Мод дерзко смотрит ему прямо в глаза:
— Вы ничем не отличаетесь от остальных! Вы тоже испытываете ко мне жалость. Так бросают деньги в церковную кружку для пожертвований. Каждый торопится поскорее раскошелиться и уйти…
Он протягивает к ней руку, но девушка быстро отстраняется.
— Не трогайте меня!
Затем немного смягчается и добавляет:
— Вы ведь пришли ко мне вовсе не для того, чтобы переминаться с ноги на ногу. — Осознав двусмысленность сказанных ею слов, она смеется: — Извините, комиссар! Подобные словесные остроты вовсе не в моем духе. Выкладывайте быстренько, что вы от меня хотите?
— Я узнал очень много нового, — отвечает Кларье. — Мне ведь не было известно, что господину Кэррингтону приходится выдерживать нападки конкурирующей фирмы.
— Иными словами, не знали, что эти из «Стретчера» жаждут заполучить его шкуру? Разумеется! В Детройте все об этом знают. Но война еще в самом начале. Наскоки начались каких-нибудь пять лет назад. И знаете как?
— Слушаю.
— Это началось после войны во Вьетнаме. Некий Моррисон заметил, что, когда умирали искалеченные во Вьетнаме парни, их протезы приобретали скупщики металлолома, которые потом чинили их и продавали по приличной цене многочисленным инвалидам, потерявшим руки-ноги в различных передрягах. Постепенно стало ясно, что развивается стихийный рынок протезов. Если вас это интересует, я покажу вам статьи и фотографии из «Лайф»…
— Но Вьетнам длился достаточно недолго.
— Не сомневайтесь, всегда отыщется нечто похожее в другом месте.
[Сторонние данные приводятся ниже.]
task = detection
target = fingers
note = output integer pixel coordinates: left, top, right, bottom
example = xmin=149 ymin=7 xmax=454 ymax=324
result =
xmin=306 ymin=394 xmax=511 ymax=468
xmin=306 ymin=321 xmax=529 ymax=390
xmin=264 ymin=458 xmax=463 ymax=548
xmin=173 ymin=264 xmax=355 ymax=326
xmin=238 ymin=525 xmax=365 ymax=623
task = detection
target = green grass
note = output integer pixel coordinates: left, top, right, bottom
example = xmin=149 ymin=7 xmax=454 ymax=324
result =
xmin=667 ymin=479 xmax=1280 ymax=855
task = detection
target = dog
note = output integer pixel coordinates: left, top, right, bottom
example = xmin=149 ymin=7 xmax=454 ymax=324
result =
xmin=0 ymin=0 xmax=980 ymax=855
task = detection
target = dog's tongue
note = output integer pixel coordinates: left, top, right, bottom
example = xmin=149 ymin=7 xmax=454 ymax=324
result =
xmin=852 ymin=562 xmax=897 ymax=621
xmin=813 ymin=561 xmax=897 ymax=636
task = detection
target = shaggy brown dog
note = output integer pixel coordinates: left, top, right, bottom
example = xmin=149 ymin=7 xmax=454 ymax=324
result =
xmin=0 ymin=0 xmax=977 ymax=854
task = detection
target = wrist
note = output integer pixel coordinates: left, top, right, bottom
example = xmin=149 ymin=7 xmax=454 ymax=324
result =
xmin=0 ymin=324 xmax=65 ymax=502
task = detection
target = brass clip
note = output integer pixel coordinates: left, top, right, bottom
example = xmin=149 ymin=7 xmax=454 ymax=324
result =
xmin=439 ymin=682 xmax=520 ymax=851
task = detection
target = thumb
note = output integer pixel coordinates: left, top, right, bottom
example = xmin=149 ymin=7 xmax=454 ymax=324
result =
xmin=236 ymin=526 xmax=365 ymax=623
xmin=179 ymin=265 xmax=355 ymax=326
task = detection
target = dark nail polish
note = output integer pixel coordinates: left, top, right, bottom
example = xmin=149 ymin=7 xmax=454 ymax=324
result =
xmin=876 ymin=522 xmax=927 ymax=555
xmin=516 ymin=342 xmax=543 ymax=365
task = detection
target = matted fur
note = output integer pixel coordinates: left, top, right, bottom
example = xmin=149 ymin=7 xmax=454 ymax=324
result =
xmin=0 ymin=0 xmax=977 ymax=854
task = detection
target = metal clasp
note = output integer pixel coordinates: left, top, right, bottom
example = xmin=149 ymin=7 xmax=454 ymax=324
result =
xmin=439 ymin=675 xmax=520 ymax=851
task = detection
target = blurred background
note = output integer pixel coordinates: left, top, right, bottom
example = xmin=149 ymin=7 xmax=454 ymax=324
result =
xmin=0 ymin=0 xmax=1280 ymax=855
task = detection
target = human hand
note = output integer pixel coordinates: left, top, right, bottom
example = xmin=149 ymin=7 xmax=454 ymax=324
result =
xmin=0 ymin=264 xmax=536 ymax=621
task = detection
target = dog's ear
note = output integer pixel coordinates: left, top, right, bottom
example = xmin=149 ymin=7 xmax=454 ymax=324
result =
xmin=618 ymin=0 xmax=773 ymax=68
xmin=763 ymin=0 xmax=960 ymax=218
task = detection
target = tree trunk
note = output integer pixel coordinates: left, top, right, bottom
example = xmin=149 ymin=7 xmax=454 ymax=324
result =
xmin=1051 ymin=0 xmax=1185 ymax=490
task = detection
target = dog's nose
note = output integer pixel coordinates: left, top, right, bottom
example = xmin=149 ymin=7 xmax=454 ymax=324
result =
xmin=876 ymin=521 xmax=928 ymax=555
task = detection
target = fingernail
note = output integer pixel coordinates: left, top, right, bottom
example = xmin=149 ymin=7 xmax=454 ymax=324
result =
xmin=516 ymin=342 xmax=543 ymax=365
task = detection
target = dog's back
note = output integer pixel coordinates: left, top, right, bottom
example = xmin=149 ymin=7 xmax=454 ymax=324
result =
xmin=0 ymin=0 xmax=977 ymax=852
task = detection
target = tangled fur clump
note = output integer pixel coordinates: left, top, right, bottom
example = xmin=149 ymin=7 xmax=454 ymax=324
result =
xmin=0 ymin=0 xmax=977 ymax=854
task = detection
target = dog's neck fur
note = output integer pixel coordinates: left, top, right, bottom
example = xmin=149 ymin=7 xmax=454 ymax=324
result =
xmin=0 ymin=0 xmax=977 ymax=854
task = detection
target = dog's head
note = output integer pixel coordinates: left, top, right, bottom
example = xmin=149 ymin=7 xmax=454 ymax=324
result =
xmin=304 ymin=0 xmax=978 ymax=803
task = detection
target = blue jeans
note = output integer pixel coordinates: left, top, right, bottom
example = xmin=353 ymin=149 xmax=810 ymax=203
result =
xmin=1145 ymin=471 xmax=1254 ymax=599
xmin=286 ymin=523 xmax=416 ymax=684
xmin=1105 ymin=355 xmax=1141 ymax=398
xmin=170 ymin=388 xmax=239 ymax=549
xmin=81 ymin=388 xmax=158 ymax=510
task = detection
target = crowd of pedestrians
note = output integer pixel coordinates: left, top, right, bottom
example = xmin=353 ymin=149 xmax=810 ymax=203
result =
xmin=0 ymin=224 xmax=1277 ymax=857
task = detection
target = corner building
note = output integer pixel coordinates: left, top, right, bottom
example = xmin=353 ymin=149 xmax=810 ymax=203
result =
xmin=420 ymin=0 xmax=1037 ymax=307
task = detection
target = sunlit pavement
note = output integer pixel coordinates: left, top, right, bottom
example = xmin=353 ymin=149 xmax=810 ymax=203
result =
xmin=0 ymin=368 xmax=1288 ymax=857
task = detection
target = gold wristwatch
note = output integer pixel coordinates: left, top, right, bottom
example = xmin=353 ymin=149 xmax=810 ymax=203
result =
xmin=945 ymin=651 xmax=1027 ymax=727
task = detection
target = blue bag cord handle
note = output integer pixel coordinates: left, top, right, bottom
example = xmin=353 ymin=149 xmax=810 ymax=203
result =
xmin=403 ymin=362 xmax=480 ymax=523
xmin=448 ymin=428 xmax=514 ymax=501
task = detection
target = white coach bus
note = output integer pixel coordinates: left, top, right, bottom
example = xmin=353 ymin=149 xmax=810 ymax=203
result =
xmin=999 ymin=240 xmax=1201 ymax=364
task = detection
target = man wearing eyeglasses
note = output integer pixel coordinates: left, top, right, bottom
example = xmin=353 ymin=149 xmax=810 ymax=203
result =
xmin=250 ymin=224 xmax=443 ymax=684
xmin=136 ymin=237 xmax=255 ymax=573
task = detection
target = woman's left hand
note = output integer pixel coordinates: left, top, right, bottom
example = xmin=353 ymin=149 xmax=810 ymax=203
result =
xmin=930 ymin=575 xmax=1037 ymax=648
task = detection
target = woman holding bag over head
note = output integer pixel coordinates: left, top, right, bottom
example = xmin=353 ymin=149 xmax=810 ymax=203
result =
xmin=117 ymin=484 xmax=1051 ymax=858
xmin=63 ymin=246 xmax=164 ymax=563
А чего стоят, например, эти ужасные паромы!
— А что паромы?
— Забыли об акулах?
Кларье аж всего передергивает от отвращения.
— Вы как будто смакуете все эти ужасы, — шепчет он.
Мод кидает на комиссара презрительный взгляд.
— Согласна, я несколько переборщила. Но вырезки из «Лайф» я вам все-таки передам.
Кларье встает и внимательно смотрит на Мод, чувствуя, что она притягивает его — еще бы: ведь Мод очень красива, — и одновременно отталкивает.
— Естественно, никто из компании «Стретчер» не пытался с вами связаться? — спрашивает он, чтобы хоть как-то оправдать свое присутствие возле девушки.
— Почему же, пытались. По телефону. Некий Конрад Хесслер сказал мне, что был бы рад встретиться со мной. Но я отказалась от знакомства.
— Однако ваш отец…
— А что отец! Вы небось с вашими полицейскими мозгами сразу подумали, что этот звонок предоставлял мне удобный случай свести с отцом счеты? Но только не таким способом! Не слушайте сплетен доктора Мелвилля! Патрик всего лишь рано состарившийся брюзга!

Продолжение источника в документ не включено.